Only 5 retrospective cohorts met inclusion criteria; heterogeneity was so extreme the authors declared their own pooled estimates "clinically uninterpretable"
Journal: The Canadian Journal of Urology | Published: 2026-04-15 | Type: Systematic Review, Meta-Analysis | PMID: 42086349 Authors: Ghazwani Y et al. (King Saud bin Abdulaziz University for Health Sciences / Ministry of National Guard Health Affairs, Saudi Arabia) Funding/COI: Funding not listed; authors declare no conflicts of interest
This systematic review searched six databases through September 2025 to assess whether AI and predictive models can reliably forecast stone-free status (SFS) after ureteroscopy. Five retrospective cohorts made the cut, covering approaches from logistic regression to gradient boosting and radiomics ensembles. Individual models showed acceptable-to-excellent discrimination, but heterogeneity across studies was so severe the authors concluded their own pooled estimates are "clinically uninterpretable."
Five retrospective cohorts is a thin foundation for a meta-analysis. The authors applied QUADAS-AI for risk-of-bias assessment and used dual independent screening and extraction — appropriate. SFS definitions varied substantially: from <2 mm residual fragments at day 1 to ≤5 mm at one month, assessed by plain radiography, ultrasound, and/or CT. That's not a minor technical difference; it means the outcome being predicted is not the same thing across studies.

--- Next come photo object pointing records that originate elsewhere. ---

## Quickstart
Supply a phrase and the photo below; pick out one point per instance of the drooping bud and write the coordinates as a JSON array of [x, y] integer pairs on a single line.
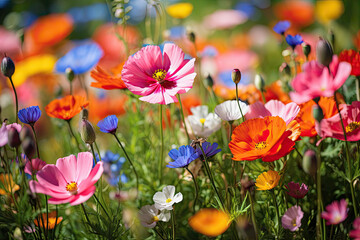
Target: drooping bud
[[309, 162], [324, 52], [259, 82], [7, 67], [236, 75], [87, 132]]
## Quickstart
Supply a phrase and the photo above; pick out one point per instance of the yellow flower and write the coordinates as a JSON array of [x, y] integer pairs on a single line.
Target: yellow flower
[[32, 66], [267, 180], [180, 10], [327, 10], [7, 185]]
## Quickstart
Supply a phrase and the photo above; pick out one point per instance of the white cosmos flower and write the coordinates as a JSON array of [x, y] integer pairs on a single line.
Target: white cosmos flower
[[202, 122], [149, 215], [229, 110], [167, 198]]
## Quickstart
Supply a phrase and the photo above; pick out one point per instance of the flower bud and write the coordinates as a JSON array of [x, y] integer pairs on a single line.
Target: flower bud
[[259, 82], [324, 52], [7, 67], [236, 75], [309, 162], [87, 132], [14, 138]]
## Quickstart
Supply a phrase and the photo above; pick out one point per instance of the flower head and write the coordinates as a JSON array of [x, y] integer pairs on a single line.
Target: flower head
[[229, 110], [67, 107], [267, 180], [167, 198], [266, 138], [80, 59], [71, 180], [292, 218], [210, 222], [297, 191], [159, 76], [108, 124], [202, 122], [182, 157], [149, 215], [281, 27], [29, 115], [336, 212]]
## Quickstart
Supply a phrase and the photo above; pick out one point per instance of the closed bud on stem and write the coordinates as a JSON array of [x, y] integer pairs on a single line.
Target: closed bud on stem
[[7, 67], [309, 162], [14, 138], [324, 52], [87, 132], [236, 75]]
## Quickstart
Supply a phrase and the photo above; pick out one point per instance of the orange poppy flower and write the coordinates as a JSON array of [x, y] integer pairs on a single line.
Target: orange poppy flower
[[107, 81], [210, 222], [66, 107], [266, 138], [51, 220]]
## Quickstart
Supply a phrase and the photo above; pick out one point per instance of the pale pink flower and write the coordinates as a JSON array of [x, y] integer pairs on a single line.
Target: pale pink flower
[[159, 76], [287, 112], [316, 81], [336, 212], [71, 180], [331, 127]]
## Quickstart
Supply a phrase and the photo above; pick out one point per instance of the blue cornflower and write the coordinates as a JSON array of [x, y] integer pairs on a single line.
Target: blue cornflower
[[281, 27], [108, 124], [293, 41], [29, 115], [80, 59], [182, 157], [209, 150]]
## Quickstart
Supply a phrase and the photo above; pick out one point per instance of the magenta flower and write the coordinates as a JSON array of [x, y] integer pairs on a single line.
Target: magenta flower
[[336, 212], [159, 76], [297, 191], [71, 180], [316, 81], [355, 233], [292, 218], [331, 127], [287, 112]]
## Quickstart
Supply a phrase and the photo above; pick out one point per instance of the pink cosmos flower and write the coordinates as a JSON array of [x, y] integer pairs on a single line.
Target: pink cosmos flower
[[292, 218], [33, 166], [355, 233], [316, 81], [159, 76], [297, 191], [287, 112], [331, 127], [336, 212], [71, 180]]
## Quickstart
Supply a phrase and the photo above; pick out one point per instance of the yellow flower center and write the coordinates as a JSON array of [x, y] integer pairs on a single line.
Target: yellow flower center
[[72, 188], [159, 75], [352, 126], [260, 145]]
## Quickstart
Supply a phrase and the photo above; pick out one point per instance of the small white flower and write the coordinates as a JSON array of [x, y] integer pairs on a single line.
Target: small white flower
[[202, 122], [149, 216], [167, 198], [229, 110]]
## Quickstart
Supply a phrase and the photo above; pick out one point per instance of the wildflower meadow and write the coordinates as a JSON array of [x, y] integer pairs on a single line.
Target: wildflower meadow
[[170, 119]]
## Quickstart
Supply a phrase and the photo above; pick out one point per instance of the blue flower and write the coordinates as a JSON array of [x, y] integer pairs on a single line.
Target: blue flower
[[29, 115], [80, 59], [108, 124], [293, 41], [209, 150], [182, 157], [281, 27]]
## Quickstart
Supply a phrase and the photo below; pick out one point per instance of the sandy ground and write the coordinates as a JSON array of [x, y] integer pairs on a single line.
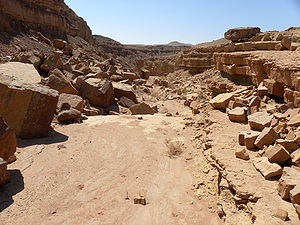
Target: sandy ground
[[90, 173]]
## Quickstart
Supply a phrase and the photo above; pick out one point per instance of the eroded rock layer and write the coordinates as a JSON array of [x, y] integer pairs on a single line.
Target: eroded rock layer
[[52, 17]]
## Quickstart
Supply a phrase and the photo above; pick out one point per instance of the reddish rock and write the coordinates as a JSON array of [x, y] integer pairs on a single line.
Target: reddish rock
[[59, 82], [27, 108], [99, 92], [8, 142], [266, 137], [237, 114], [277, 154], [221, 101], [125, 90], [4, 174], [141, 109], [260, 120], [266, 168]]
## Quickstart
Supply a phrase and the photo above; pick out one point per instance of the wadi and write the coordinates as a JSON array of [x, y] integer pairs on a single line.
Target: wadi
[[93, 131]]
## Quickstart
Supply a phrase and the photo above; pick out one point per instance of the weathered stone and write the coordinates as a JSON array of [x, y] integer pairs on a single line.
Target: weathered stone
[[126, 102], [242, 33], [289, 145], [125, 90], [294, 121], [129, 75], [260, 120], [4, 174], [296, 158], [237, 114], [289, 179], [52, 62], [27, 108], [23, 71], [74, 101], [255, 102], [99, 92], [266, 137], [250, 138], [221, 101], [69, 115], [141, 109], [274, 88], [8, 142], [58, 81], [277, 154], [266, 168], [242, 154]]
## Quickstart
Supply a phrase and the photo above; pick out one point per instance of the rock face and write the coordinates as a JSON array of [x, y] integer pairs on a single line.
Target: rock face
[[99, 92], [242, 33], [27, 108], [8, 142], [51, 17], [23, 71]]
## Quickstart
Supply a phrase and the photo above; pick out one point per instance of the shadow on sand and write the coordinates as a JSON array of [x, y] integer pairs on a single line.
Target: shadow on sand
[[53, 137], [10, 189]]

The heterogeneity statistics are the paper's main finding. I² values of 94.6% and 96.9% for the two primary binary outcomes, with prediction intervals spanning three orders of magnitude, indicate these studies are not measuring the same phenomenon. The authors explicitly say so rather than papering over it, which is the right call.
A meta-analysis that calls its own pooled results clinically uninterpretable is doing something right. The underlying individual models may have genuine predictive value — individual studies report acceptable-to-excellent discrimination — but five retrospective cohorts with incompatible outcome definitions do not support meaningful pooling. The paper's real contribution is cataloguing what a valid evidence base would require: standardized SFS definitions, consistent imaging protocols, and prospective validation. Stone density (HU) stands out as the one predictor that holds across studies. Read this for the honest methodology, not for actionable estimates.